Soutenir les parents

Pour certains grands-parents, l’arrivée du petit n’est pas une surprise : ils ont suivi les démarches des futurs parents.

D’autres, au contraire, n’ont pas beaucoup de temps pour se faire à l’idée. Quoi qu’il en soit, face à l’adoption, il s’agit de resserrer les rangs, de mettre ses propres interrogations en veilleuse. Les questions sur l’avenir, les doutes, il est probable que les nouveaux parents les aient eus aussi. Et pourtant, ils ont décidé d’aller de l’avant. Alors, ce que les grands-parents ont de mieux à faire, c’est d’accepter leur décision et de les soutenir.  » C’est essentiel, insiste Sabine Duchenne, psychologue dans un service d’adoption en Belgique. Ne pas se sentir reconnu dans sa démarche, cela n’aidera pas votre fils, votre fille, à être parent adoptant. « 

Un malentendu classique, entre parents et grands-parents, porte souvent sur les motivations de l’adoption. Les parents, dans le cadre de la procédure d’adoption, suivent une formation qui les aide à se préparer, à analyser leur démarche.  » Adopter, c’est pour le bien de l’enfant, mais pas seulement, souligne Sabine Duchenne. C’est aussi parce qu’on a envie d’être parent. Il y a un désir d’enfant, et c’est très bien !

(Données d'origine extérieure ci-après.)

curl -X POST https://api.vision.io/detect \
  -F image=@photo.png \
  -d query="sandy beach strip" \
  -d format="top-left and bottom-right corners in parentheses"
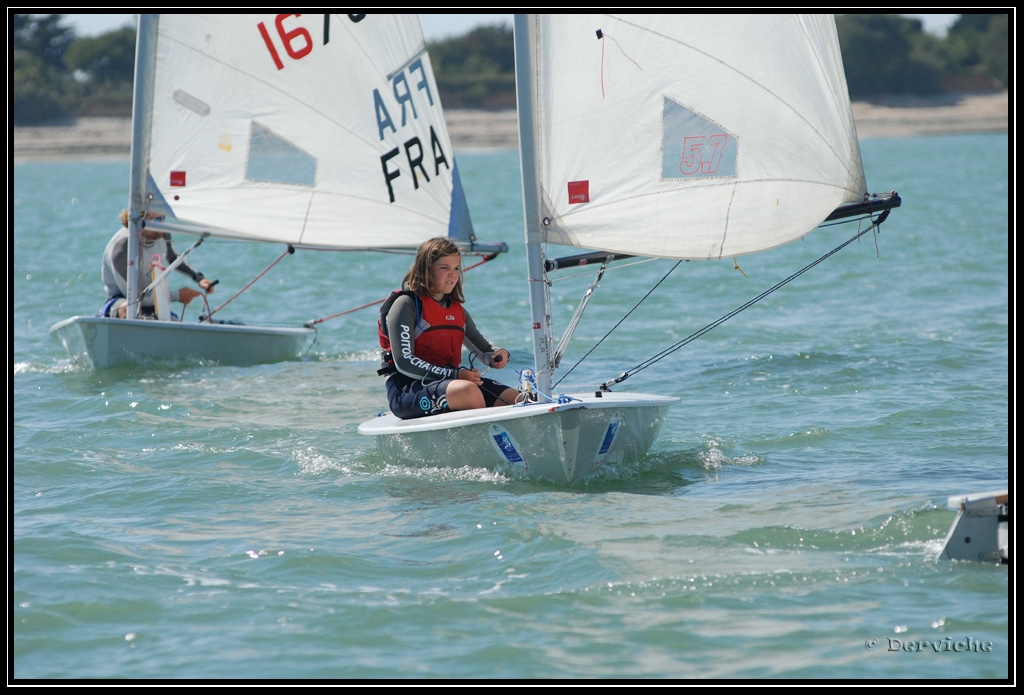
top-left (12, 91), bottom-right (1007, 160)
top-left (850, 90), bottom-right (1008, 139)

Les grands-parents ont souvent une vision différente de l’adoption : pour eux, c’est une démarche caritative, il s’agit de sauver un enfant. Mais un enfant n’est pas une bonne action. Pendant les formations, nous insistons là-dessus. C’est aux parents d’aider les grands- parents à se détacher de cette image... »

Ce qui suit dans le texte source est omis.